Data Stream Simulation

Problem Statement

In today’s IoT environment, an increasing number of devices are interconnected and need to communicate with each other. The development of systems which collect and process the load of all those devices poses a great challenge in the future.

  • The hardware of many control units/sensors is not available or not finalized during a project. Nevertheless, the software development should start as soon as possible. Therefore, the lack of proper hardware significantly slows down the software development for these devices.
  • When developing software solutions which process the incoming data streams, it is often unclear how the hardware which runs the program has to be sized to handle the load.
  • Another difficult decision which has to be made is the choice of the right software the development is based on. A huge number of different software systems is available on the market, from classic database management systems to big data solutions. Choosing the right basic solution leads to significantly lower development times and earlier available results.
  • Systems processing message streams (e.g., Apache Kafka) need a realistic data input stream to test their functionality. Performing data processing like sentiment analysis on the messages need unstructered data of high quality to get a meaningful result.

bankmark’s Solution

The Parallel Data Generation Framework (PDGF) enables customers to simulate any kind of data stream. PDGF‘s flexibility allows to connect to other software solutions and write the generated data into those systems.

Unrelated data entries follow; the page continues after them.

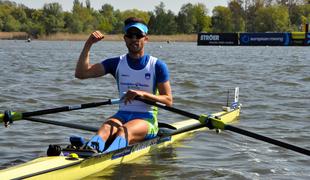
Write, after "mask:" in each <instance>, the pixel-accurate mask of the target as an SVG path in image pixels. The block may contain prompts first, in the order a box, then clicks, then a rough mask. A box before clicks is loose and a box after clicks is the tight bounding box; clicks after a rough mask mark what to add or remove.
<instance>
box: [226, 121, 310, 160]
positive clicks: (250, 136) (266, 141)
mask: <svg viewBox="0 0 310 180" xmlns="http://www.w3.org/2000/svg"><path fill="white" fill-rule="evenodd" d="M225 130H229V131H233V132H235V133H238V134H242V135H245V136H249V137H252V138H254V139H258V140H261V141H265V142H268V143H270V144H274V145H277V146H280V147H283V148H286V149H290V150H292V151H295V152H299V153H301V154H305V155H308V156H310V151H309V150H307V149H304V148H301V147H298V146H295V145H292V144H288V143H285V142H282V141H278V140H276V139H272V138H269V137H266V136H263V135H260V134H256V133H253V132H250V131H247V130H244V129H240V128H237V127H234V126H231V125H226V126H225Z"/></svg>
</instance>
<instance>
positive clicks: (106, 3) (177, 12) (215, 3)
mask: <svg viewBox="0 0 310 180" xmlns="http://www.w3.org/2000/svg"><path fill="white" fill-rule="evenodd" d="M10 1H14V2H16V3H17V4H20V3H21V4H24V5H25V6H27V7H29V8H34V9H40V8H42V7H43V5H44V4H46V3H52V2H58V3H59V4H61V6H62V8H63V10H64V11H71V9H72V6H73V0H10ZM80 2H84V5H85V0H80ZM160 2H163V3H164V4H165V6H166V9H167V10H168V9H169V10H171V11H173V12H174V13H176V14H177V13H178V12H179V11H180V8H181V6H182V5H184V4H187V3H192V4H196V3H203V4H205V6H206V7H207V9H208V11H209V14H212V9H213V8H214V7H215V6H227V0H145V1H142V0H90V3H91V7H92V8H94V9H96V10H98V9H101V6H102V5H103V4H110V5H112V6H113V7H114V10H116V9H119V10H121V11H124V10H128V9H134V8H135V9H139V10H143V11H153V10H154V9H155V6H157V5H159V3H160Z"/></svg>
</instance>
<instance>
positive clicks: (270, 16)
mask: <svg viewBox="0 0 310 180" xmlns="http://www.w3.org/2000/svg"><path fill="white" fill-rule="evenodd" d="M254 24H255V30H256V31H258V32H267V31H268V32H270V31H271V32H286V31H289V24H290V21H289V14H288V9H287V7H284V6H270V7H265V8H261V9H259V10H258V11H257V16H256V18H255V21H254Z"/></svg>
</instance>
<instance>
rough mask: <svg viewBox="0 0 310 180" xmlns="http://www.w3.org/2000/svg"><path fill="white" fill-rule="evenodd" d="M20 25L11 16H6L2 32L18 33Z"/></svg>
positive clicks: (19, 22) (19, 28)
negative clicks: (15, 31)
mask: <svg viewBox="0 0 310 180" xmlns="http://www.w3.org/2000/svg"><path fill="white" fill-rule="evenodd" d="M20 27H21V24H20V22H19V21H18V20H16V19H15V18H14V17H13V16H12V15H8V16H7V17H6V18H5V20H4V25H3V30H4V31H7V32H10V31H19V30H20Z"/></svg>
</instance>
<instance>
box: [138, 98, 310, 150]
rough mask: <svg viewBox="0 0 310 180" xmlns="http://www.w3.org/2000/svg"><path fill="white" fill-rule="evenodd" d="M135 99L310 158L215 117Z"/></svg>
mask: <svg viewBox="0 0 310 180" xmlns="http://www.w3.org/2000/svg"><path fill="white" fill-rule="evenodd" d="M135 99H136V100H139V101H142V102H144V103H146V104H149V105H152V106H157V107H159V108H162V109H165V110H167V111H171V112H174V113H177V114H180V115H183V116H186V117H189V118H192V119H196V120H199V121H200V122H202V123H205V124H206V126H208V127H210V128H217V129H221V130H229V131H233V132H235V133H238V134H242V135H245V136H248V137H252V138H254V139H258V140H261V141H264V142H267V143H270V144H274V145H277V146H280V147H283V148H286V149H290V150H292V151H295V152H298V153H301V154H304V155H308V156H310V151H309V150H307V149H304V148H301V147H298V146H295V145H292V144H288V143H286V142H282V141H279V140H276V139H272V138H269V137H266V136H263V135H259V134H257V133H254V132H250V131H247V130H244V129H241V128H237V127H234V126H232V125H228V124H225V123H224V122H223V121H221V120H219V119H216V118H213V117H207V116H204V115H200V116H199V115H196V114H193V113H190V112H187V111H184V110H181V109H177V108H174V107H169V106H166V105H165V104H162V103H158V102H154V101H150V100H147V99H142V98H140V97H136V98H135Z"/></svg>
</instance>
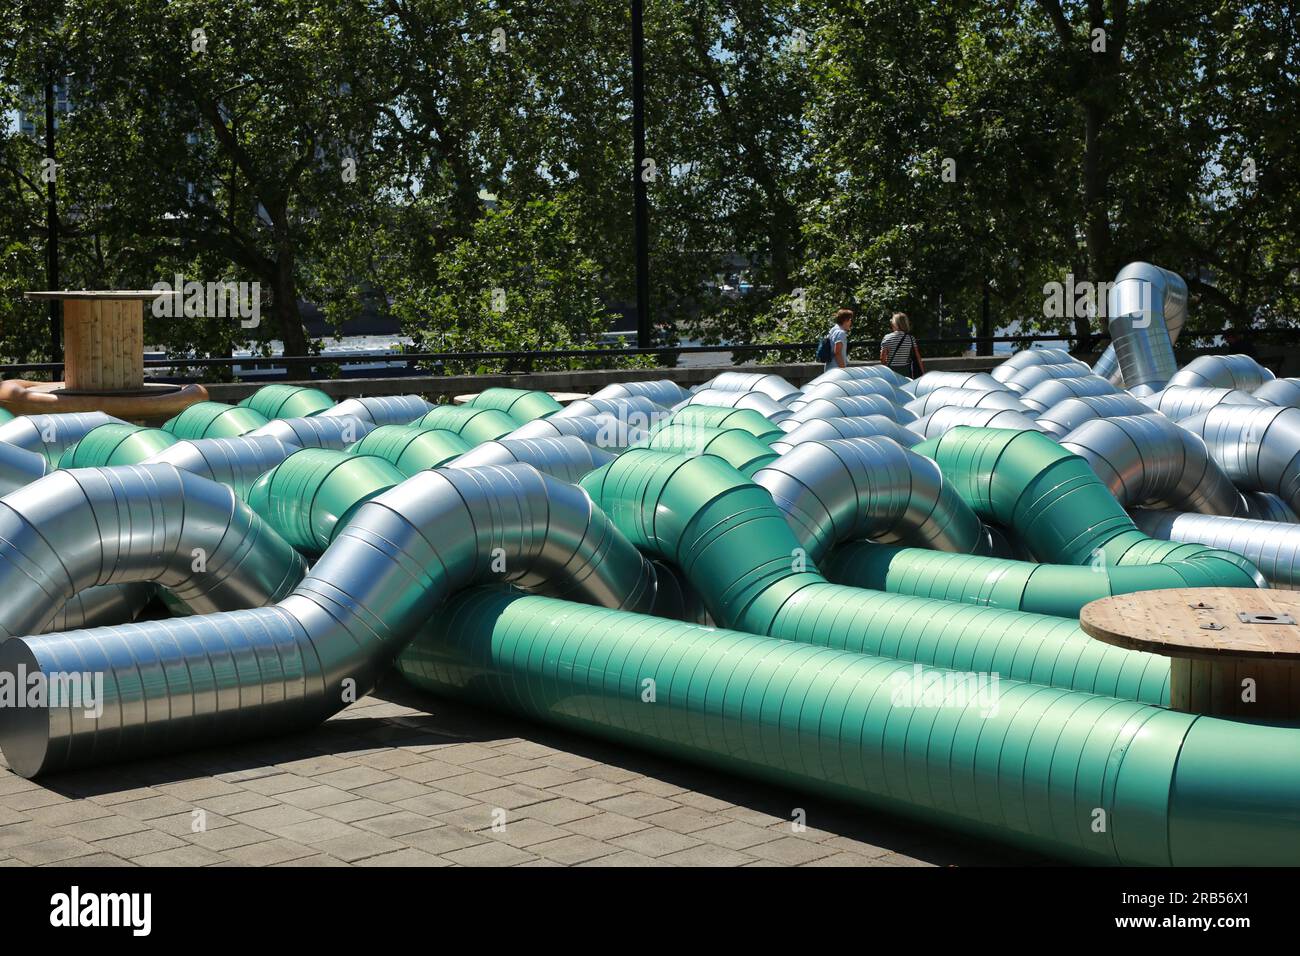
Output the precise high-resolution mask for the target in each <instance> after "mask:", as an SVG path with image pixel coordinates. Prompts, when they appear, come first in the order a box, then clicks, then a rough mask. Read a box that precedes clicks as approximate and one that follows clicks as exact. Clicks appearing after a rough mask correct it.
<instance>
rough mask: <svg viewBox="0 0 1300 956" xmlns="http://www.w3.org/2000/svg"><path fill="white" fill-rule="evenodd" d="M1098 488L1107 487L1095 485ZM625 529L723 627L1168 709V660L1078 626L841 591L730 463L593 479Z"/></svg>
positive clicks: (892, 596)
mask: <svg viewBox="0 0 1300 956" xmlns="http://www.w3.org/2000/svg"><path fill="white" fill-rule="evenodd" d="M1093 480H1096V479H1093ZM581 484H582V486H584V488H585V489H586V490H588V493H589V494H590V496H591V498H593V501H595V502H597V505H599V506H601V507H602V510H603V511H604V512H606V514H607V515H608V516H610V519H611V520H612V522H614V524H615V525H616V527H617V528H619V529H620V531H621V532H623V533H624V535H625V536H627V537H628V538H629V540H630V541H632V542H633V544H634V545H637V546H638V548H641V549H642V550H643V551H645V553H647V554H650V555H651V557H655V558H660V559H663V561H666V562H668V563H672V564H675V566H676V567H679V568H680V570H681V572H682V575H684V578H685V579H686V580H688V581H689V583H690V584H692V585H693V587H694V588H695V589H697V591H698V592H699V594H701V597H702V598H703V601H705V604H706V606H707V607H708V613H710V615H711V617H712V618H714V620H716V622H719V623H720V624H723V626H724V627H735V628H737V630H741V631H748V632H750V633H758V635H771V636H774V637H785V639H789V640H794V641H801V643H807V644H820V645H824V646H828V648H833V649H840V650H854V652H859V653H867V654H881V656H885V657H893V658H898V659H902V661H915V662H919V663H927V665H940V666H950V667H954V669H957V670H963V671H984V672H989V674H1000V675H1002V676H1004V678H1006V679H1011V680H1030V682H1035V683H1039V684H1049V685H1053V687H1061V688H1074V689H1080V691H1089V692H1093V693H1105V695H1109V696H1114V697H1122V698H1127V700H1139V701H1147V702H1152V704H1164V702H1166V701H1167V700H1169V661H1167V659H1166V658H1162V657H1156V656H1153V654H1145V653H1140V652H1131V650H1123V649H1121V648H1114V646H1110V645H1106V644H1102V643H1100V641H1095V640H1092V639H1091V637H1088V636H1087V635H1084V633H1083V631H1080V630H1079V626H1078V623H1076V622H1070V620H1063V619H1061V618H1053V617H1047V615H1039V614H1026V613H1022V611H1009V610H1000V609H995V607H980V606H975V605H967V604H957V602H953V601H937V600H932V598H922V597H907V596H902V594H885V593H878V592H871V591H861V589H858V588H848V587H844V585H837V584H831V583H828V581H827V580H826V579H824V578H822V575H820V574H818V572H816V571H814V570H810V568H809V567H807V557H806V550H805V549H803V548H802V546H801V545H800V542H798V541H797V540H796V537H794V535H793V532H792V531H790V528H789V525H788V524H787V522H785V516H784V515H783V512H781V511H780V510H779V509H777V507H776V506H775V505H774V503H772V498H771V496H770V494H768V493H767V492H766V490H764V489H762V488H759V486H758V485H755V484H753V483H751V481H748V480H746V479H745V477H744V476H742V475H741V473H740V472H737V471H736V470H735V468H732V467H731V466H728V464H727V463H725V462H723V460H722V459H720V458H715V457H712V455H701V457H698V458H688V457H684V455H675V454H668V453H663V451H655V450H651V449H632V450H629V451H625V453H624V454H623V455H620V457H619V458H617V459H615V460H614V462H611V463H610V464H607V466H604V467H603V468H599V470H597V471H594V472H591V473H590V475H588V476H586V477H585V479H584V480H582V483H581Z"/></svg>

This way, PDGF can simulate, e.g., sensors built into a smart meter, even if the hardware producing these values is not available. The generated data are very accurate. As a result, the software development team can use these data instead of waiting for the right hardware to get the job done.

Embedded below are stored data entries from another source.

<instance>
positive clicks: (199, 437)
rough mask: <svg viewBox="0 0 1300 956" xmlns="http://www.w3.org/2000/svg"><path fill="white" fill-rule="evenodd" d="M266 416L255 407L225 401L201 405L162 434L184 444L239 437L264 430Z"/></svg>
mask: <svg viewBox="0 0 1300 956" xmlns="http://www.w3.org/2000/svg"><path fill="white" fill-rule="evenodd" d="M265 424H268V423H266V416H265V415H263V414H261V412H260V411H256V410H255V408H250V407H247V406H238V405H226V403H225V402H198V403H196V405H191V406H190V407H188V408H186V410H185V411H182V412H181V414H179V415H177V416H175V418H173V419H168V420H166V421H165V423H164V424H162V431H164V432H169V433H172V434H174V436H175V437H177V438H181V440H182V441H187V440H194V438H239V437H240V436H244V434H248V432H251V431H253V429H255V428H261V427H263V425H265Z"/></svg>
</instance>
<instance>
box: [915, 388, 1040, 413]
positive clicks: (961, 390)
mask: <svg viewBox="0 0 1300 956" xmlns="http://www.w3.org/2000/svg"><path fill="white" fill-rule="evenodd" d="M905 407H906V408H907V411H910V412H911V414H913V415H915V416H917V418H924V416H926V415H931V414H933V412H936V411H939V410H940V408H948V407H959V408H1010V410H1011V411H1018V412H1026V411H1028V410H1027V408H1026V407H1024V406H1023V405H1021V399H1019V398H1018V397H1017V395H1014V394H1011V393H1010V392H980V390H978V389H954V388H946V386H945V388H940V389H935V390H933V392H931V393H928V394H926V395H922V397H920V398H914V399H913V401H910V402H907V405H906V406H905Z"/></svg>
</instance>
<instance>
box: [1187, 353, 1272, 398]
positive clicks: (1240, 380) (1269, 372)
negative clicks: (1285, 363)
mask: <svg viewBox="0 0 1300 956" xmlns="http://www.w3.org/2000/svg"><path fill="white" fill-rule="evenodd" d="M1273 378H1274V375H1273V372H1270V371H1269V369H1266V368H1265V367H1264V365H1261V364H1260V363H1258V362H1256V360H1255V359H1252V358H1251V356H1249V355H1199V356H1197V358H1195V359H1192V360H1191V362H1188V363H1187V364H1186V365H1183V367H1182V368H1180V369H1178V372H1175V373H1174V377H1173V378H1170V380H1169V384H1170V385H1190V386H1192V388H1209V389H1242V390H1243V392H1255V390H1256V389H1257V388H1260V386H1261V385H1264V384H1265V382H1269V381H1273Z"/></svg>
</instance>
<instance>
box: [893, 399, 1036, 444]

Thanks to the very realistic data PDGF produces, hardware/software solutions processing such data can be tested as well. This way, it is possible to better predict how a specific solution will perform when confronted with the real data later on. PDGF‘s high speed also allows to test such solutions with huge amounts of data to get an impression of the system behavior under heavy load.

The unstructered text which can be generated using PDGF also enables testing message processing software in a very realistic environment without the need to feed the system during development with real user data or very small, hand-crafted data sets. The result is a much better robustness of the developed application as well as much less problems when going into production.